There is this coy little demotivational slogan I saw once that says,

Never has so much been written
by so many people,
and read by so few.”

This is funny to me now – not like “ha ha” funny, but in a scarily recognizable way.

When reading and commenting on other blogs, I confess that at times it can all seem so – I want to say – desperate. Here we are, pouring out our hearts and minds to the world, desperate for acknowledgement or attention or some meager crumb of validity to our creative output.

And sometimes, well, it does feel stupid. Like this whole blogging enterprise is some ridiculous pyramid scheme, where we’re all just propping each other up on some flimsy stack of digital cards to give the illusion that we are more significant than we really are.

There is so much talk about the power of social networking, but no one really mentions the more common situation: the online ghetto existence; words fed out to almost-empty space; the virtual echo chamber.

But here’s the thing: That little voice doesn’t stop me – I’ll go and write that next brilliant blog post anyway, and I’ll hit “publish,” and say to myself, “Well. I really like that post. Good job today, Brad.”

Then I’ll go read the next person’s blog and think, “Hey, this is good. I like the way they said that.” And then someone will send me a little email asking for my advice on something. Then I’ll get all thrilled to see that 42 people clicked on my post today, even if it was only for a three-second scan of the title, and – hey look! Some even took the time to say something nice.

So what if it’s stupid. Who cares if we’re all just making this up for each other’s delusional benefit. Because even if it’s just a couple dozen of us out there propping each other up, well, that’s something.

Bradley J. Moore


  1. Closed course, professional driver.
  2. You should never steal blog posts from people unless you have pages and pages of statistical data showing that people just read the excerpts but don’t click; or if the author of the post in question complains about readership and is thereby begging you to steal the article in question.
  3. “Populationally” is an interesting word because if you try to look it up in any search engine or online dictionary, it immediately fries your hard drive.  So just trust me on this one.
  4. How can a guy complain that he only gets 42 clicks on an article when he gets 50+ comments.  I’ve never had 50 comments on anything here unless you’re thinking of that article about that Bible teacher and author.
  5. His blog took my comment but not my link.  So he owes me.


  1. I think it is wise to think of a blog as a journal that you let other people read…that way it won’t matter how many posts are clicked. It is a way of organizing our thoughts, airing differences, letting it all out (whether or not anyone is there to catch the words).

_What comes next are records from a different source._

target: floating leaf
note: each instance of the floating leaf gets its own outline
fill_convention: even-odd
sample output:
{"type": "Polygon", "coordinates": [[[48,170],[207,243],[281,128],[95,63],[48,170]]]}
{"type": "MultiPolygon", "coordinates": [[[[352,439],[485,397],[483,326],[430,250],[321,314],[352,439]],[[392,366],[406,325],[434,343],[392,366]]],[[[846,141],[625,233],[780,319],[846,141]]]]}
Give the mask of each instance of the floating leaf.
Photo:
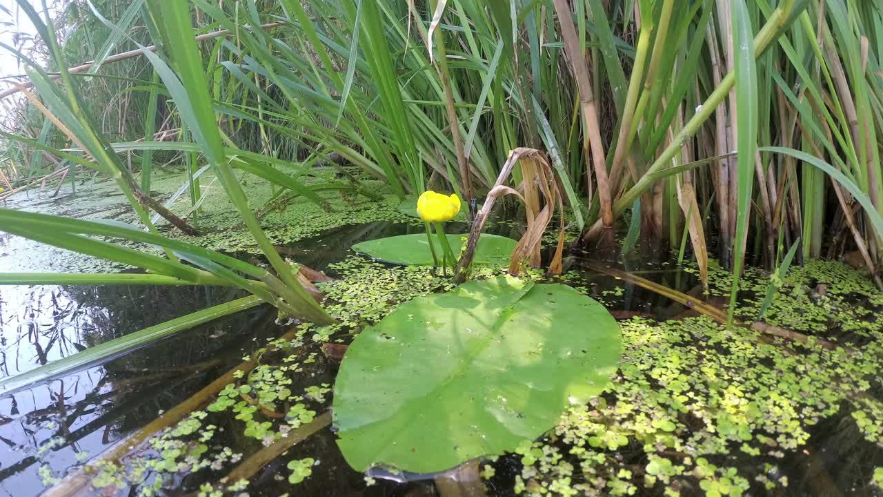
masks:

    Many brilliant people have very very few people who understand them enough to analyze what they are trying to express, my husband being a case in point. Some of his most brilliant academic papers are directed toward a very small and obscure field of science. He may work three years on a single thought, get some results published internationally and then hardly anyone can fathom what he has done. Does this mean that he should stop?Go into a more popular field? NO. He writes and researches because he must. I think the best bloggers take on this thought process as well.

    Comment by Cynthia — July 26, 2011 @ 1:56 pm

  2. rings so true. We need to write because it’s good to write. Until a wee bit of feedback somewhere says someone values it. Then the joy kicks in.